La jeune femme a déclaré que les autorités allèguent que l'agent "a une famille", qu'il "a reçu des menaces" et que, si quelque chose arrivait à ses proches, la responsabilité incomberait à sa mère.
Dans son message, Bensi a catégoriquement rejeté l'accusation et a affirmé qu'elle et sa mère ne sont pas des criminelles.
“Ma mère n'est aucunement une criminelle, ma mère et moi sommes des personnes totalement innocentes”, a-t-elle affirmé, tout en assurant que les autorités ont agi “à la dernière minute” parce que, selon elle, “elles n'ont rien en main”.
La jeune femme a également dénoncé des menaces constantes contre elles deux. Dans ce contexte, elle a directement tenu responsable la Sécurité de l'État pour tout dommage qu'elle ou sa mère pourraient subir.
« Si ma mère ou moi nous arrivons quelque chose, ce sera de votre faute », a-t-elle déclaré.
Selon son récit, sa mère a également été informée qu'elle se trouve sous “assignation à résidence”, qu'elle ne peut pas quitter le pays et que la procédure pénale à son encontre pourrait durer des années.
Bensi a insisté pour attribuer ces affirmations à ce qu'on lui aurait dit pendant ou après l'interrogatoire.
"Loi que l'on a sortie de la poche"
Un autre des points qu'il a remis en question était la légalité et la rédaction de la citation. Il a affirmé que le document était "mal rédigé" et a indiqué que dans la ligne où devait être spécifié l'objet de la citation, cette partie était vide.
Elle a également affirmé que l'accusation portée contre sa mère se rapporte à un fait survenu juste la veille, lorsque, comme elle l'a expliqué, des agents sont venus remettre la convocation.
Bensi a également soutenu que la norme appliquée contre sa mère serait, selon ce qu'on lui a dit, une "nouvelle loi", et a remis en question la base juridique du processus.

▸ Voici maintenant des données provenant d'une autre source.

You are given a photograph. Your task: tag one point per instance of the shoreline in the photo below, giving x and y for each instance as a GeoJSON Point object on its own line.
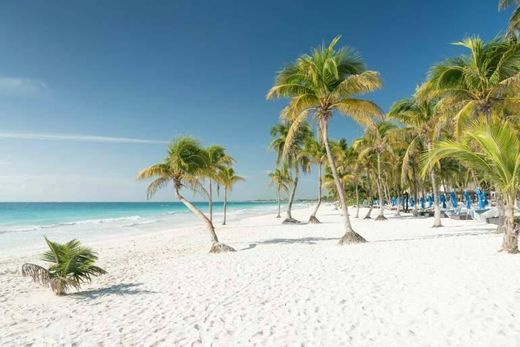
{"type": "Point", "coordinates": [285, 285]}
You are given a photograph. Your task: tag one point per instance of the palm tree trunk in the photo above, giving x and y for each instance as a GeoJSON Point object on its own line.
{"type": "Point", "coordinates": [312, 218]}
{"type": "Point", "coordinates": [501, 214]}
{"type": "Point", "coordinates": [350, 235]}
{"type": "Point", "coordinates": [225, 206]}
{"type": "Point", "coordinates": [210, 201]}
{"type": "Point", "coordinates": [510, 243]}
{"type": "Point", "coordinates": [278, 198]}
{"type": "Point", "coordinates": [289, 218]}
{"type": "Point", "coordinates": [386, 190]}
{"type": "Point", "coordinates": [357, 200]}
{"type": "Point", "coordinates": [379, 190]}
{"type": "Point", "coordinates": [415, 189]}
{"type": "Point", "coordinates": [216, 246]}
{"type": "Point", "coordinates": [370, 200]}
{"type": "Point", "coordinates": [436, 198]}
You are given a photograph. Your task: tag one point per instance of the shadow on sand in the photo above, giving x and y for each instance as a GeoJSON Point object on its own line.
{"type": "Point", "coordinates": [305, 240]}
{"type": "Point", "coordinates": [440, 236]}
{"type": "Point", "coordinates": [316, 240]}
{"type": "Point", "coordinates": [117, 289]}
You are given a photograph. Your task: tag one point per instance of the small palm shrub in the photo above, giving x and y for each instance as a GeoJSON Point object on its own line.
{"type": "Point", "coordinates": [72, 265]}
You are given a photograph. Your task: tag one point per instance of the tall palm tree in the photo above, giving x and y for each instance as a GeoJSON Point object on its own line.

« Loi qu'ils ont sortie de leur poche », a-t-il affirmé. À partir de là, il s'est demandé pourquoi sa mère avait été convoquée au départ si, selon sa version, on lui a ensuite attribué une accusation différente.
La jeune femme a ajouté que sa mère a été clairement avertie qu'elle sera également convoquée prochainement. Face à cette possibilité, elle a déclaré qu'elle accueille ce qui arrivera "avec foi" et a réitéré qu'elle n'a pas l'intention de se taire.

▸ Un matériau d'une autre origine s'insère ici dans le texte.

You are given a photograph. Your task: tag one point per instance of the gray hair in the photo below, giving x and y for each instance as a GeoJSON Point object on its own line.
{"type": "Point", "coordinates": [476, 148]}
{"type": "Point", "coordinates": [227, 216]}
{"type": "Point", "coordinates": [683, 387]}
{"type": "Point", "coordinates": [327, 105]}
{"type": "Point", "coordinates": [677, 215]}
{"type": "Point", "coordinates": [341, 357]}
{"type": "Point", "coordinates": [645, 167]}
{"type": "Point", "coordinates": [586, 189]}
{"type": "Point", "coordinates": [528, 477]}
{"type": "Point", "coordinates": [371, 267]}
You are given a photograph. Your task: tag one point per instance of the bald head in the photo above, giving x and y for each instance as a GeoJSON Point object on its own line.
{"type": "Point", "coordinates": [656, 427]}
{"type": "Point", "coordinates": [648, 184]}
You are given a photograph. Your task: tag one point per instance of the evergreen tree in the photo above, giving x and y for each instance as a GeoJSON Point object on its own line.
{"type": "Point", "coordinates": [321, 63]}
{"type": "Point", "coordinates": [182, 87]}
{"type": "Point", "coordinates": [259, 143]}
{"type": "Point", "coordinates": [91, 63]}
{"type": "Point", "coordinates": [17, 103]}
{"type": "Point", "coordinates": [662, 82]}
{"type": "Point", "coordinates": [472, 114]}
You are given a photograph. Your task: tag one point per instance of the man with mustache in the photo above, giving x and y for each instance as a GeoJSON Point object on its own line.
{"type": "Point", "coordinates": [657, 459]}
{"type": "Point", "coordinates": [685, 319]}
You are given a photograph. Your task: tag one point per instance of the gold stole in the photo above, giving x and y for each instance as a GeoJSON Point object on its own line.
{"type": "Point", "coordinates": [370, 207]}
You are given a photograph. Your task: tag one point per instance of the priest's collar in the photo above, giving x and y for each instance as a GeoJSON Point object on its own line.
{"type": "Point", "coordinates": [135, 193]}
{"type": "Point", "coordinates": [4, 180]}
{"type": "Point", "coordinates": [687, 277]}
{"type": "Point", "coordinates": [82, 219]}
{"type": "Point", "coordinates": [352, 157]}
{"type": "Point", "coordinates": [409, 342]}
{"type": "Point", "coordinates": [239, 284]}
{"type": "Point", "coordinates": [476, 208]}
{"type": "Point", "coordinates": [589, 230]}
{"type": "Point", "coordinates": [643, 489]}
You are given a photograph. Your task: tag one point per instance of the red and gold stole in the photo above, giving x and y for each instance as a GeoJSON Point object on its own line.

« Vous pouvez enfermer, vous pouvez tuer des gens, mais les idées, non », a-t-il déclaré.
Dans sa déclaration, Bensi a combiné la dénonciation politique avec des références religieuses. Elle a dit qu'elle et sa mère agissent « complètement par foi » et non par ce que « disent les hommes », et elle a affirmé que « la dernière parole revient à Dieu ».

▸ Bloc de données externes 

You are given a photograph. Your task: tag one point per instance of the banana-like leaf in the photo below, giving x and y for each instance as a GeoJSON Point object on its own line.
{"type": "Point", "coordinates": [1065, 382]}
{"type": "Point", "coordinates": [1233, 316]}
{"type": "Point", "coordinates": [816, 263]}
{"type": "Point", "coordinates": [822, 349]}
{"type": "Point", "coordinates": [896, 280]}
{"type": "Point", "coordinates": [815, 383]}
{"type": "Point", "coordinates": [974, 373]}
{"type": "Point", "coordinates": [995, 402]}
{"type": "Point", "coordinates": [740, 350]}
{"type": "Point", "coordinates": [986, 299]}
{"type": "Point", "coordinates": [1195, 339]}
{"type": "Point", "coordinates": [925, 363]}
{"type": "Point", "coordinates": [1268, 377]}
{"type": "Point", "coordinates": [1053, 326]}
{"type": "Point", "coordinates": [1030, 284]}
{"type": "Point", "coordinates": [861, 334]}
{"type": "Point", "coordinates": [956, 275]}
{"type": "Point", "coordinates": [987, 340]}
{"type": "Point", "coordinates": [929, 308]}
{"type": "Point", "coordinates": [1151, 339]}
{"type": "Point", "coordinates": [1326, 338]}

Le message s'est terminé par des slogans politiques directs contre le système cubain. Bensi a affirmé que "son temps est compté", a lancé les phrases "à bas la dictature, à bas le communisme" et a conclu par "Patrie et vie", en demandant également "liberté pour tous les prisonniers politiques" et "liberté pour Cuba".